La vicinanza del confine di stato favoriva il commercio di cereali, ma anche l’attività di contrabbando. Le cronache del tempo riferiscono di numerosi fatti di cronaca nera legata al contrabbando e alla malavita organizzata; tuttavia in questi atti criminosi non è mai stata segnalata la presenza di gente di Cividate. In quegli anni le sponde del Fosso Bergamasco erano costellate di croci, che ricordavano i contrabbandieri uccisi dalla guardie di frontiera mentre tentavano di varcare illegalmente il confine.

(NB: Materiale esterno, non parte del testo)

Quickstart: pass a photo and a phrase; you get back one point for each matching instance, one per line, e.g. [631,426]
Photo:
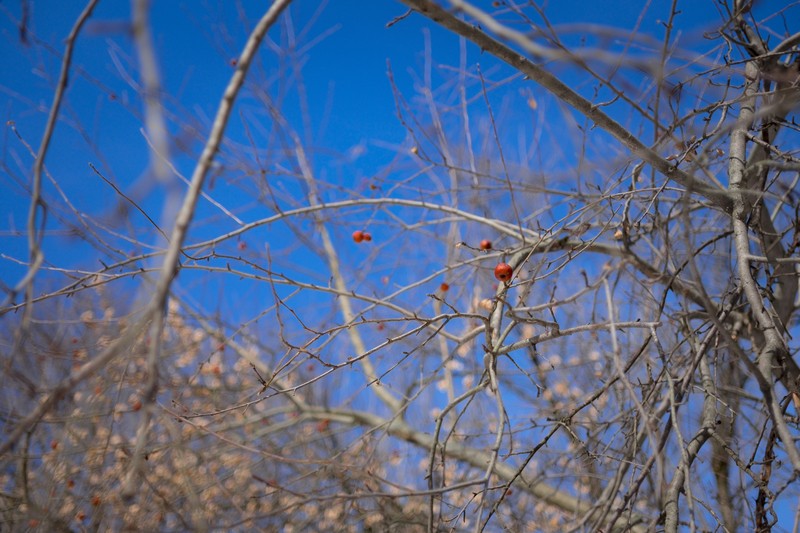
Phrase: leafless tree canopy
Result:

Nonostante le epidemie di peste del 1529 e 1575 e le difficoltà dei tempi, la popolazione del paese continuava ad aumentare: dai 1000 abitanti di fine Cinquecento si raggiunsero i 1400 a metà Seicento. E ciò nonostante la nuova epidemia di peste del 1630 che, fortunatamente, a Cividate provocò solo 76 morti. Nel 1689, a ricordo di questi morti, fu eretta la cappella dell’Addolorata dei Campiveri.

Nel corso del Seicento fu eretta la chiesa della Congregazione (San Luigi) con il relativo campanile; fu costruito il campanile di Santa Margherita e fu nuovamente ampliata la parrocchiale, sostituendo la copertura “a vista” della navata con una copertura a volta in muratura.

Il lungo periodo di pace seguito all’ultima epidemia di peste favorì la diffusione delle colture agricole provenienti dal Nuovo Mondo, come la patata e il mais, che migliorarono sensibilmente l’alimentazione della popolazione rurale. Ebbe un particolare sviluppo anche la coltura del gelso, che permise l’allevamento del baco da seta e, conseguentemente, la nascita dei primi filatoi.

A Cividate sorsero due piccole filande, la maggiore della quali si trovava nei rustici di palazzo Belvedere in contrada d’Oglio.